Jones’ future was the subject of some speculation in the rumor mill in recent weeks, but he made an emphatic statement that he belonged by grabbing his first Xfinity Series victory at Kansas Speedway on Oct. 19.
The Atlanta, Ga., native used a late-race restart to catapult himself to the front of the field and held off defending series champion Tyler Reddick for the win in his 134th start.
“I think those last four laps were the longest four laps of my life,” Jones noted in recalling the victory. “I’ve won a lot of different races throughout different stuff, but I think the Xfinity level is one of the most competitive series we have in NASCAR. After every lap, I would look in the mirror after a corner and see how much more they had gained on us and I could tell that they were catching a little bit — but not as fast as I was thinking they were. It was definitely nerve wracking though.
“I know I mentioned after the race that I wasn’t even sure if I was wide open on the throttle at times. That just goes to show how much nerves were going on through my mind,” Jones continued. “I was trying to do everything I could at the end. I knew that maybe the top line was maybe the quickest, but for me it was risk versus reward at that point. I didn’t want to get up there and brush the wall or do anything crazy and have that put us out of contention. I was taking the safe route around the track for those last four laps.
“I knew if we were able to get clean air that was going to be key.”
Now that he finally has that first win under his belt, Jones is hoping the floodgates will open and he’ll be able to become a more-frequent victor in NASCAR’s national series ranks.
“To have one win is big. I know when I was racing in the ARCA series even, the first win was tough to get … and then the next week we blew by everybody and it was a piece of cake,” Jones said. “I think it’s a mindset thing. You have the mindset of you think you can do it, but every time you get in a car and you’re having tires go flat or you have people wreck you and stuff — it kind of gets in your head a little bit, so it’s always good to get back on track, winning races and doing really well.
“I think that’s really big for team morale and even myself.”
While Jones is happy with where he’s at right now in his career, he also didn’t hesitate to point out that there’s one more rung above him on the NASCAR ladder — and that’s his ultimate goal in racing.

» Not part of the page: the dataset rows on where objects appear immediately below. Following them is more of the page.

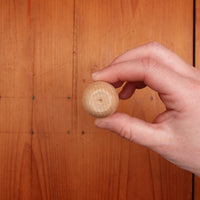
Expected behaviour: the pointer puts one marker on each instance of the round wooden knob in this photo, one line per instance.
(100, 99)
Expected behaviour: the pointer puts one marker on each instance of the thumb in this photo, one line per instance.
(134, 129)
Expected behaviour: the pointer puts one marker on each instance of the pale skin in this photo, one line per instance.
(174, 134)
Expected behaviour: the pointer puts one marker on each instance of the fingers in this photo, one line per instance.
(129, 88)
(134, 129)
(151, 73)
(159, 53)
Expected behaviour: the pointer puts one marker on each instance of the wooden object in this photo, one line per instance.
(48, 49)
(100, 99)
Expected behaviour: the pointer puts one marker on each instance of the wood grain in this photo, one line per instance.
(15, 166)
(16, 62)
(53, 59)
(197, 64)
(105, 30)
(48, 49)
(16, 58)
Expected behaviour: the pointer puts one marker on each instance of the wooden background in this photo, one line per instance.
(49, 147)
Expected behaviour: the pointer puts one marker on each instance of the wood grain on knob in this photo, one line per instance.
(100, 99)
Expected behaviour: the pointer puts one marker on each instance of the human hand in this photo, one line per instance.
(175, 134)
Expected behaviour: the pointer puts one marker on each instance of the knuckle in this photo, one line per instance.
(126, 132)
(154, 44)
(148, 62)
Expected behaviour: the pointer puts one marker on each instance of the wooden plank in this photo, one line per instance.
(53, 58)
(15, 100)
(61, 170)
(15, 49)
(15, 115)
(54, 153)
(197, 64)
(15, 167)
(103, 31)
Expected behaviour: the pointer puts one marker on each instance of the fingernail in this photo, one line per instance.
(101, 123)
(95, 76)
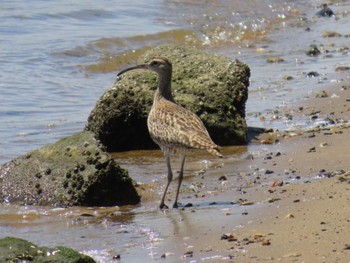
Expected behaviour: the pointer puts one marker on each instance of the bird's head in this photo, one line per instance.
(160, 65)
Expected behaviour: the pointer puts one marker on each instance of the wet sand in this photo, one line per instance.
(292, 206)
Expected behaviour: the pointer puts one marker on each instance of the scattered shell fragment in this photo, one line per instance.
(324, 144)
(292, 255)
(246, 203)
(277, 183)
(290, 215)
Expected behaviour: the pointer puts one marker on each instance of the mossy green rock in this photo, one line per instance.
(19, 250)
(76, 170)
(213, 87)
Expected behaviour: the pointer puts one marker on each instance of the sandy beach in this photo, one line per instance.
(303, 215)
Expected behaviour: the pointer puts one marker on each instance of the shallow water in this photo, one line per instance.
(58, 57)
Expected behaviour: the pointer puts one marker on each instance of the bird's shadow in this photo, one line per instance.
(206, 204)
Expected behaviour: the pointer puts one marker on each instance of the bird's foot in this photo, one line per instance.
(163, 206)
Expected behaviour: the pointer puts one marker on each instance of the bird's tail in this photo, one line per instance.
(215, 151)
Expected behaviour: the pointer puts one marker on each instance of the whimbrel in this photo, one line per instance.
(174, 128)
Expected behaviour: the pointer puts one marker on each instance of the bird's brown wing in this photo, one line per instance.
(173, 126)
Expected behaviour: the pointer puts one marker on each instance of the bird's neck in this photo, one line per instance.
(164, 87)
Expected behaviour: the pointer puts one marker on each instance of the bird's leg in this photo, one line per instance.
(170, 177)
(181, 175)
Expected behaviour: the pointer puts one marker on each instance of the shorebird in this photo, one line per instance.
(174, 128)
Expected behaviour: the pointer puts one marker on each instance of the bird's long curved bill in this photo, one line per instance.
(142, 66)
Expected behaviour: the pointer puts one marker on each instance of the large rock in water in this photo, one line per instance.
(76, 170)
(19, 250)
(213, 87)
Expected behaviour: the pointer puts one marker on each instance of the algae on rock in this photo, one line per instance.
(76, 170)
(213, 87)
(19, 250)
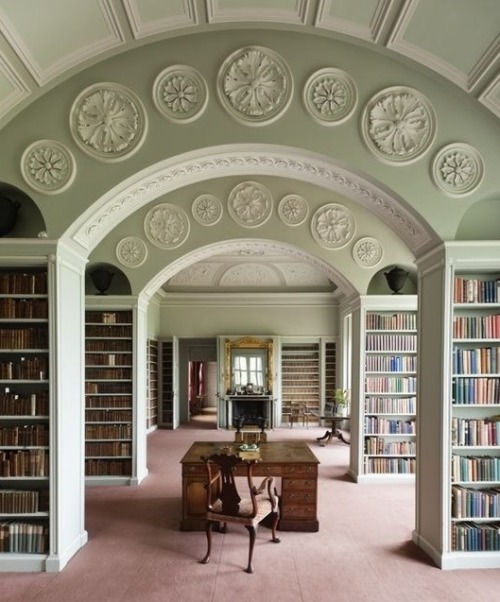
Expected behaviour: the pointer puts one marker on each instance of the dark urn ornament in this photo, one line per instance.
(101, 278)
(396, 279)
(8, 215)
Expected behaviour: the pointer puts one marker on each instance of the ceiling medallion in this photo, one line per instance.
(48, 166)
(255, 85)
(131, 251)
(166, 226)
(108, 121)
(367, 252)
(398, 124)
(333, 226)
(330, 96)
(207, 209)
(250, 204)
(457, 169)
(180, 93)
(293, 209)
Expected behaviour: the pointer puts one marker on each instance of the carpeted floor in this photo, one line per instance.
(136, 552)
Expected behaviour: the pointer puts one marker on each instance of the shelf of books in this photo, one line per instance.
(388, 412)
(109, 413)
(475, 415)
(24, 417)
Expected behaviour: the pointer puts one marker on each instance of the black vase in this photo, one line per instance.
(101, 277)
(8, 215)
(396, 279)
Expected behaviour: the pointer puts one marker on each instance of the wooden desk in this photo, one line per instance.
(292, 462)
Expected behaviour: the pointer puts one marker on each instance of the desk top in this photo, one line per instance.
(272, 452)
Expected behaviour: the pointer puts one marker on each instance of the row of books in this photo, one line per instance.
(22, 501)
(390, 465)
(379, 446)
(23, 538)
(481, 360)
(25, 435)
(397, 321)
(475, 431)
(390, 363)
(391, 384)
(20, 283)
(476, 327)
(475, 290)
(475, 503)
(15, 404)
(390, 405)
(385, 426)
(475, 537)
(476, 391)
(391, 342)
(475, 468)
(23, 309)
(34, 337)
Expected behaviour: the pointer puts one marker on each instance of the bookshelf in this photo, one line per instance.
(388, 383)
(109, 407)
(24, 418)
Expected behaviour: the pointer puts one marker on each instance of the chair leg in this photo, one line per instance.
(208, 531)
(252, 531)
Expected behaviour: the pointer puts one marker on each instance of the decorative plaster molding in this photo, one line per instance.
(250, 204)
(131, 251)
(255, 85)
(332, 226)
(398, 124)
(293, 210)
(330, 96)
(457, 169)
(132, 194)
(108, 121)
(48, 166)
(180, 93)
(166, 226)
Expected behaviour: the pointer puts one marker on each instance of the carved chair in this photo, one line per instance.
(225, 505)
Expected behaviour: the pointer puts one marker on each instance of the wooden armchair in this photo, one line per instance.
(224, 504)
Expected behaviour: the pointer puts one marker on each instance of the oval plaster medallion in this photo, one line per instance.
(166, 226)
(131, 251)
(250, 204)
(367, 252)
(457, 169)
(207, 209)
(293, 209)
(333, 226)
(398, 124)
(48, 166)
(108, 121)
(180, 93)
(330, 96)
(255, 85)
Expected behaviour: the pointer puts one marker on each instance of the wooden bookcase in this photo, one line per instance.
(109, 406)
(24, 417)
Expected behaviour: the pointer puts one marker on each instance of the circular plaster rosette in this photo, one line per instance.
(332, 226)
(330, 96)
(255, 85)
(250, 204)
(166, 226)
(293, 210)
(180, 93)
(131, 252)
(207, 209)
(108, 122)
(398, 124)
(367, 252)
(48, 166)
(457, 169)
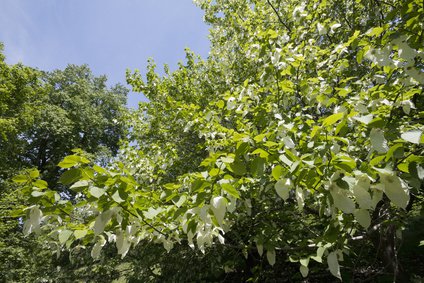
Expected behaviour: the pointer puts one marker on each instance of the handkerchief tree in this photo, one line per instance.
(296, 142)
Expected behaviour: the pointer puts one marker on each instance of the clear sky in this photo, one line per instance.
(108, 35)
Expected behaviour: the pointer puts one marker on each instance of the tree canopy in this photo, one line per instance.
(294, 145)
(43, 116)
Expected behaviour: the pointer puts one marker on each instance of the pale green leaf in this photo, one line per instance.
(333, 264)
(412, 136)
(64, 236)
(270, 256)
(330, 120)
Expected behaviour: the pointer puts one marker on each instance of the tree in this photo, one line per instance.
(43, 115)
(297, 142)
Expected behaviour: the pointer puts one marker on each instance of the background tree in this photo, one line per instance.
(43, 115)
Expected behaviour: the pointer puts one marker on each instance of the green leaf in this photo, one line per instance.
(41, 184)
(257, 167)
(219, 206)
(230, 190)
(99, 169)
(116, 197)
(376, 31)
(238, 168)
(277, 171)
(79, 186)
(330, 120)
(78, 234)
(20, 179)
(96, 192)
(270, 256)
(363, 217)
(283, 187)
(69, 161)
(395, 191)
(70, 176)
(34, 173)
(64, 236)
(262, 153)
(412, 136)
(333, 265)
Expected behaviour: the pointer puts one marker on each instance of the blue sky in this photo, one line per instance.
(108, 35)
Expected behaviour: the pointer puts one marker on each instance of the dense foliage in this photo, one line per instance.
(296, 146)
(43, 115)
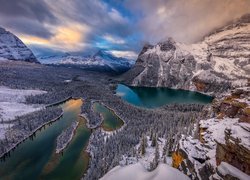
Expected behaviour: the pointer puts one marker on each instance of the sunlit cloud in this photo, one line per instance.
(126, 54)
(70, 37)
(113, 39)
(121, 27)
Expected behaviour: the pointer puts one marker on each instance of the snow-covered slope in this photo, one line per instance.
(137, 172)
(219, 62)
(12, 48)
(101, 60)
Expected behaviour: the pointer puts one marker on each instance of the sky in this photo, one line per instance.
(120, 27)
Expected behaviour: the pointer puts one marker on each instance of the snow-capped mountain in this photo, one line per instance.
(214, 65)
(100, 61)
(12, 48)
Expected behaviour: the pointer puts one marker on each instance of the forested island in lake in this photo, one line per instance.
(82, 96)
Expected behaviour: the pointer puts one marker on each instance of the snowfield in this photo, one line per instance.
(137, 172)
(12, 103)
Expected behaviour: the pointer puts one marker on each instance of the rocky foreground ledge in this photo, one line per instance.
(222, 147)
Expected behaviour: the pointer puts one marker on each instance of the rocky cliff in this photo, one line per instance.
(12, 48)
(219, 62)
(222, 149)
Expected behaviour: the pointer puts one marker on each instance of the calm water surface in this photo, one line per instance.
(150, 97)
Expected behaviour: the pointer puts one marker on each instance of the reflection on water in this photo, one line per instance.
(36, 158)
(150, 97)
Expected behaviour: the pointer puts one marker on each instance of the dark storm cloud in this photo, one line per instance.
(26, 17)
(118, 25)
(185, 20)
(26, 26)
(31, 9)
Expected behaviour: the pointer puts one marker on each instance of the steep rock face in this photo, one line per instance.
(12, 48)
(223, 137)
(216, 64)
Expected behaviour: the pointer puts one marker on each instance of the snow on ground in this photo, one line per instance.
(138, 172)
(12, 103)
(3, 128)
(225, 168)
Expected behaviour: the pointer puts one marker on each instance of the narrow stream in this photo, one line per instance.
(35, 158)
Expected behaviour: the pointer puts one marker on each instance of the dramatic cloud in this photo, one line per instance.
(118, 26)
(185, 20)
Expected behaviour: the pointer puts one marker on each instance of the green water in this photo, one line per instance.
(111, 121)
(150, 97)
(29, 159)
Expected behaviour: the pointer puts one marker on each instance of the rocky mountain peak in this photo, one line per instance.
(167, 45)
(12, 48)
(218, 63)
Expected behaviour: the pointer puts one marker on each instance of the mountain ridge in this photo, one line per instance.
(12, 48)
(218, 63)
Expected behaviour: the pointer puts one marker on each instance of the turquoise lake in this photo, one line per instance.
(151, 97)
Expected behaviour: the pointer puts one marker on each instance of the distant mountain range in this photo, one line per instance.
(12, 48)
(219, 62)
(101, 61)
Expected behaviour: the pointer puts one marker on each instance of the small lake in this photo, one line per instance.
(35, 158)
(153, 97)
(110, 122)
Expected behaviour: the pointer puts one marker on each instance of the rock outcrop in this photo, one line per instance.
(12, 48)
(222, 150)
(218, 63)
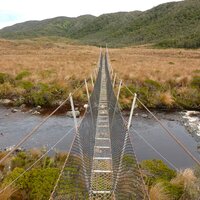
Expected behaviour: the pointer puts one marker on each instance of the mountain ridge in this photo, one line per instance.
(173, 24)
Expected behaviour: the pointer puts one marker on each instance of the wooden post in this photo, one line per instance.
(87, 91)
(92, 80)
(119, 89)
(114, 80)
(73, 112)
(131, 114)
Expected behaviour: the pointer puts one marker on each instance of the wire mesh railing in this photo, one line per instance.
(102, 162)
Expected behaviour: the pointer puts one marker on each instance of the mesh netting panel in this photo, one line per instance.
(102, 162)
(75, 180)
(128, 183)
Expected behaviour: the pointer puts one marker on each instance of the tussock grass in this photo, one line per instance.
(7, 193)
(42, 72)
(157, 192)
(185, 178)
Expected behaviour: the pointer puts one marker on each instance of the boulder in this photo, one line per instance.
(70, 113)
(35, 112)
(144, 115)
(6, 101)
(14, 110)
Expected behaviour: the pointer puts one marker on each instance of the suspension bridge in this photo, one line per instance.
(101, 163)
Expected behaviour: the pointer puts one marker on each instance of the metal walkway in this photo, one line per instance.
(102, 173)
(101, 163)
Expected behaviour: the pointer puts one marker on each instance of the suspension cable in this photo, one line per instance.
(37, 127)
(168, 131)
(52, 147)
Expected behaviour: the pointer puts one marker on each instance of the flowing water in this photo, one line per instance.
(14, 126)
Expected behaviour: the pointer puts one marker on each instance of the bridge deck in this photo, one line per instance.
(102, 173)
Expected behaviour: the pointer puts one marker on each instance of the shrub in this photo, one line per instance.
(158, 192)
(5, 78)
(166, 99)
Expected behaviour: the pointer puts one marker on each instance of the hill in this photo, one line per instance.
(174, 24)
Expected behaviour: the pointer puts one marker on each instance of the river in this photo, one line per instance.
(14, 126)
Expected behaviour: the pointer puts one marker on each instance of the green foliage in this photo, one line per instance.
(19, 161)
(43, 94)
(5, 78)
(27, 85)
(22, 75)
(157, 170)
(152, 85)
(174, 24)
(174, 191)
(37, 183)
(196, 82)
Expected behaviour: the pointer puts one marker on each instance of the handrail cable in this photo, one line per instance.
(37, 127)
(166, 129)
(52, 147)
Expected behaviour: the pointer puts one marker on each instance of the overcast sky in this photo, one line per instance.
(14, 11)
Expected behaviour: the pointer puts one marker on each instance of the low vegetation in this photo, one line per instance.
(173, 24)
(43, 72)
(166, 184)
(162, 182)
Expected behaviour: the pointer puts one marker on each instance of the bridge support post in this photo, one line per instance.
(132, 109)
(87, 91)
(73, 112)
(114, 80)
(119, 89)
(92, 80)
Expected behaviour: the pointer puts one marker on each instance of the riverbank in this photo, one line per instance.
(15, 126)
(44, 72)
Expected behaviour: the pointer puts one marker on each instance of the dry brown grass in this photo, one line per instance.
(157, 192)
(185, 178)
(58, 61)
(158, 64)
(166, 99)
(7, 193)
(47, 61)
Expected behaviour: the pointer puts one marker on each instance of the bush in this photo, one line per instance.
(5, 78)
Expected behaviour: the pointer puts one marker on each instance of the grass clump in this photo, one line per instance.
(166, 184)
(196, 82)
(22, 75)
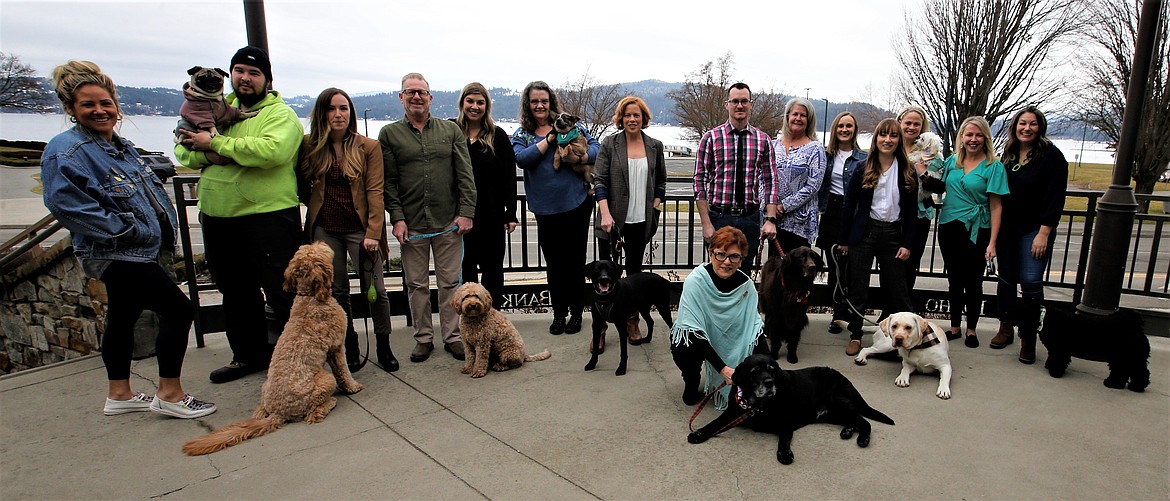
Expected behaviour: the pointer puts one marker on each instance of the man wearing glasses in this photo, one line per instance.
(734, 174)
(431, 198)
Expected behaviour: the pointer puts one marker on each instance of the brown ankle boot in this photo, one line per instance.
(635, 336)
(1005, 336)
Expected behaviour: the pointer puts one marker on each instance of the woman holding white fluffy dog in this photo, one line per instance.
(915, 125)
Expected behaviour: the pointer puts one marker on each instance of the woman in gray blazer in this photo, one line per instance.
(630, 185)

“Eventually, yeah, (the Monster Energy NASCAR Cup Series) is where I want to be,” Jones said. “I mentioned earlier in the year, if I ever get to the point where we are racing Cup and we are doing it full time, I want to be able to step in the year before and maybe run five races and see what it’s like, to see how the competition is. I know it’s got to be stiff. I know those guys really race hard. We have guys come down from the Cup level and race Xfinity, so you definitely get a taste for it there.
“It would be interesting (to move up). I don’t know how long a race would be on your body either,” he added. “There are a lot of unknowns there for a driver, but ultimately, that’s where I want to be (is) in Cup.”